Harry gözlerini açtığında bunların bir rüya olmuş olmasını, hiç yaşanmamış olacağını umuyordu. Öyle olmadı. Louis tam on dokuz yıl sonra karşısındaydı. O olduğundan emindi. Sesi rüyalarına giren ruh eşinin sesiydi ve o his, o kalp atışı...
On dokuz yıl önce bebeği kucağına aldığında hissettiği atışın aynısıydı.
Oldukça gerçek olan bir efsaneye göre vampirlerin hiçbir zaman atmayan kalpleri sadece ruh eşlerini bulduğunda atardı.
Bu imkansız değil miydi? Bir vampir başka bir vampirle eşleşmek zorundaydı. İnsanlardan ruh eşi olmazdı.
Harry yaşadığı şeyin bu efsaneyi çürüttüğünün bilinciyle ürperdi. Ruh eşi bir insandı. Louis onun ruh eşiydi. Bu nasıl onu gönderdikten yıllar sonra tekrar karşılaştıklarını da kanıtlar nitelikteydi. Ruh eşlerinin yolları hep kesişirdi.
Louis'yi daha fazla korkutmamak adına konuştu. "Seni evime götüreceğim. Orada yaranla ilgileneceğiz, karnını doyuracağız ve sonra uyuyacaksın. Söz veriyorum, Louis."
Louis kucağında yataktan kalktı. Yürüyebilirdi ve yürümesi Şarap Evi'ndeki diğer vampirlerin bu şekilde çok dikkatini çektikleri için daha mantıklıydı, ama Harry onu bırakmak istemiyordu. Ona yaklaşan, bakan herkese hırlamak istiyor, küçüğünü korumak için her şeyi yapabileceğini biliyordu.

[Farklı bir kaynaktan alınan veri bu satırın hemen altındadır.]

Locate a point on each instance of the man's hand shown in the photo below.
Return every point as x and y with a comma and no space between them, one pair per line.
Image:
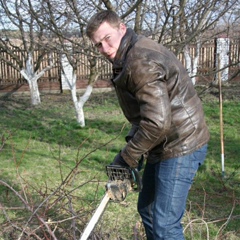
118,160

Louis'yi kan torbası olarak satın aldığını onaylar ve parayı verirken bile bir koluyla Louis'yi kucağında tuttu. Onları izleyen şaşkın bakışları umursamadı.
Louis onun ruh eşiydi.
ŞİMDİ OKUDUĞUN
there is a light that never goes out ➵ larry
FanfictionHarry doğaları gereği her vampirin bir ruh eşinin bulunduğu bu yeni, vahşi medeniyette ruh eşinin bir vampir değil, bir insan olduğunu fark ettiğinde bu Louis'nin ya sonu ya da kurtuluşu olacaktı. [sana ithaf edilmiştir @oldhearts]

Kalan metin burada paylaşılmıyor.